由大广间临时搭建的放映室里, 每个刃脸上都浮现出不同程度的探究与紧张,正襟危坐注视着荧幕。
审神者环视一圈,不得不说, 这正是她想要的效果。
本灵比分灵拥有更高的神性、更强大的灵力、更自我的性格、更坚定的内心——简单来说就是难管。尤其在工作方面, 众多刀剑本灵的积极性有所欠缺是最需要调整的。
任务记录正式放映之前,审神者跳到放映机上按下暂停, 用人类世界小学老师一般的语气谆谆善诱:“在正式观看之前,我想说明一点:有时候,其他位面的任务比一线的战斗更加艰难, 也比你们想象中更危险。充满特异因素的其他位面尚且如此, 更何况三日月意外进入的平行世界呢。”
审神者看着故意做得有糙粒感的画面——虽然高清记录后续已经补齐了,但为了凸显出任务的艰难和意外性,就这么做了, 甚至还做了几个断片。

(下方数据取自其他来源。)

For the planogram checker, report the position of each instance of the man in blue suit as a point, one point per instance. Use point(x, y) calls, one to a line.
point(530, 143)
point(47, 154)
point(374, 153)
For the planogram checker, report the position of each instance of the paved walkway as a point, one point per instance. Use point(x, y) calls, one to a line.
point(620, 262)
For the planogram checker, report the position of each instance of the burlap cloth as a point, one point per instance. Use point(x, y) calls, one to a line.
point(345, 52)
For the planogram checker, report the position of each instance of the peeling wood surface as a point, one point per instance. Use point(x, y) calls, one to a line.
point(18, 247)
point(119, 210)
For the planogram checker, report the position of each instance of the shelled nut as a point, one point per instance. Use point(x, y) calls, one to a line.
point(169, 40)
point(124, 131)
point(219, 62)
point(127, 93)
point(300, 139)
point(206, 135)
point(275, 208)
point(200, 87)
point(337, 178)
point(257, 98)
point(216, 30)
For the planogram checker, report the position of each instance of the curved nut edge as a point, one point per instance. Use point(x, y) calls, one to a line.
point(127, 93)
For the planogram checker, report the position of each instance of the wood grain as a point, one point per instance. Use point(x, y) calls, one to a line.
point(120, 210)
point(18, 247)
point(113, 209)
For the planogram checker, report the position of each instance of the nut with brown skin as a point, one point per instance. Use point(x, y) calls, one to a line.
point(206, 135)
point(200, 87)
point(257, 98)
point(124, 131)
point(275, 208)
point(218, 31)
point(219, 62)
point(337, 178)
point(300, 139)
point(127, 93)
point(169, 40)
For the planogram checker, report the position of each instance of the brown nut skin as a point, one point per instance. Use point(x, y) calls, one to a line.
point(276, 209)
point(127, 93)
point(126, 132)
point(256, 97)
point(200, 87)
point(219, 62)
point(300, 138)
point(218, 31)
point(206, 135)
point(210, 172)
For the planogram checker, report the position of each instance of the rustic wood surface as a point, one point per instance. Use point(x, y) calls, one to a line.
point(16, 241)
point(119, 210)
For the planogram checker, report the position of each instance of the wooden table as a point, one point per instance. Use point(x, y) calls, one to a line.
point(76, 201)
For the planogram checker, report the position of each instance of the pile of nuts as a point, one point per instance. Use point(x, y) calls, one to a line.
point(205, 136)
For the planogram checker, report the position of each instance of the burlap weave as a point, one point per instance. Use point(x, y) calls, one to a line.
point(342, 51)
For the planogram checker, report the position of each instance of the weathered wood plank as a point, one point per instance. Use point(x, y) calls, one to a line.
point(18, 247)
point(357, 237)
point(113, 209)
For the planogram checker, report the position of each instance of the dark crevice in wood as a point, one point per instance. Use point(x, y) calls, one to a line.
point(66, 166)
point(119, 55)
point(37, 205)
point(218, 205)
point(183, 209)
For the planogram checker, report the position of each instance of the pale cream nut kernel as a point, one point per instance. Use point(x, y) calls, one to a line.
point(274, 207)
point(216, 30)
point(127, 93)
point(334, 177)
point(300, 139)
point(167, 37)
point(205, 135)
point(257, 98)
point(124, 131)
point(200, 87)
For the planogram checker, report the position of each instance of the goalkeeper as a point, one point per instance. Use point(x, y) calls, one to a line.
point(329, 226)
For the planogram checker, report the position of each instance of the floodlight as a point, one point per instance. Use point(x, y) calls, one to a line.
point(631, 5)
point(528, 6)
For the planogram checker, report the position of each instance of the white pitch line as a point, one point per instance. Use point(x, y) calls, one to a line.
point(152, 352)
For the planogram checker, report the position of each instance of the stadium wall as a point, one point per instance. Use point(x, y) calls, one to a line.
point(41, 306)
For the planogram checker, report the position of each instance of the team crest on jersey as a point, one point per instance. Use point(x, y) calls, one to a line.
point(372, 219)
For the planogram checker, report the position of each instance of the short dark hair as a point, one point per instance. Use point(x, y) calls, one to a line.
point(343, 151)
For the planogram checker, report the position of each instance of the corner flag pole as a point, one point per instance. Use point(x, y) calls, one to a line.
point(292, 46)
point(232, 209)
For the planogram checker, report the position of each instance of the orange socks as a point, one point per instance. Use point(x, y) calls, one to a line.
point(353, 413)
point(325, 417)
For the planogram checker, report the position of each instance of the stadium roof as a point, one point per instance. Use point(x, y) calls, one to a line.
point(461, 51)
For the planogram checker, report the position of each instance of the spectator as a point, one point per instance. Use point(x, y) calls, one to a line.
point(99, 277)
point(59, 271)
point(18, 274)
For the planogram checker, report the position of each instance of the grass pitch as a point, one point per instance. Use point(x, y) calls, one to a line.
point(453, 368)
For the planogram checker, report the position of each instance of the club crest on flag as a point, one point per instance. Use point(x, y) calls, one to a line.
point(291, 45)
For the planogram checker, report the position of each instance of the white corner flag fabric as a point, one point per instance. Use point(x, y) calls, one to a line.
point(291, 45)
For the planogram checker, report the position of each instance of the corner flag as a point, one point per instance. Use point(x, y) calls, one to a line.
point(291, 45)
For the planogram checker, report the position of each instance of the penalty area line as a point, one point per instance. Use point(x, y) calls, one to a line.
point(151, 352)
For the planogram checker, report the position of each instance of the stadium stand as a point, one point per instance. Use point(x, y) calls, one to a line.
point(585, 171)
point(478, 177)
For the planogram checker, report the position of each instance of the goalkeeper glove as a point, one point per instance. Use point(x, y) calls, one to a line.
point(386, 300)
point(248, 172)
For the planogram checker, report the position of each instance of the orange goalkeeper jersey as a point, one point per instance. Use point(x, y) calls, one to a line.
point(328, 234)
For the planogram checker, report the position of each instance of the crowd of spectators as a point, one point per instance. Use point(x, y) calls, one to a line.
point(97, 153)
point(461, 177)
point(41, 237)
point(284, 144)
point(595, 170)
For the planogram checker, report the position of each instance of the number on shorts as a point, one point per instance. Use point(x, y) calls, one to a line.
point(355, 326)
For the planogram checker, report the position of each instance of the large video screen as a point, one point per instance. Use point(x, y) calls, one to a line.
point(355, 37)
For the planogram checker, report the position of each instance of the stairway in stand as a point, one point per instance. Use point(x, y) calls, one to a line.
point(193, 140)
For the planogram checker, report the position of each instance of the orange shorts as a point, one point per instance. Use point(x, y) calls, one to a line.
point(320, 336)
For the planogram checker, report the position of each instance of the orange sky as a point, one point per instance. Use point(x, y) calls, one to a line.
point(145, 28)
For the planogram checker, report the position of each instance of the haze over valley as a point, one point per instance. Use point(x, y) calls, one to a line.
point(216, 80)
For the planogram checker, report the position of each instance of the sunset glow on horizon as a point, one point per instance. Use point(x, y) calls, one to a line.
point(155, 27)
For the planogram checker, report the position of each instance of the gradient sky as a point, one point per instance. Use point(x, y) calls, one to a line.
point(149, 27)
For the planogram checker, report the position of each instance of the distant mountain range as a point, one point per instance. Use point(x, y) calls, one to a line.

除此之外,她本来是想配个BGM的, 但狐之助说这样显得太假太人工, 她只好放弃。
“所以说, 在我们不知道的时候, 三日月殿去做了很多危险的任务么?”髭切率先问道。
“可以这么说吧, 但这并不是时之政府发布的, 而是无意来到平行世界后的经历。”审神者点头说,“没有具体要求的任务世界已到了如此危险的地步,我无法想象如果有, 三日月会被进一步桎梏到什么程度。”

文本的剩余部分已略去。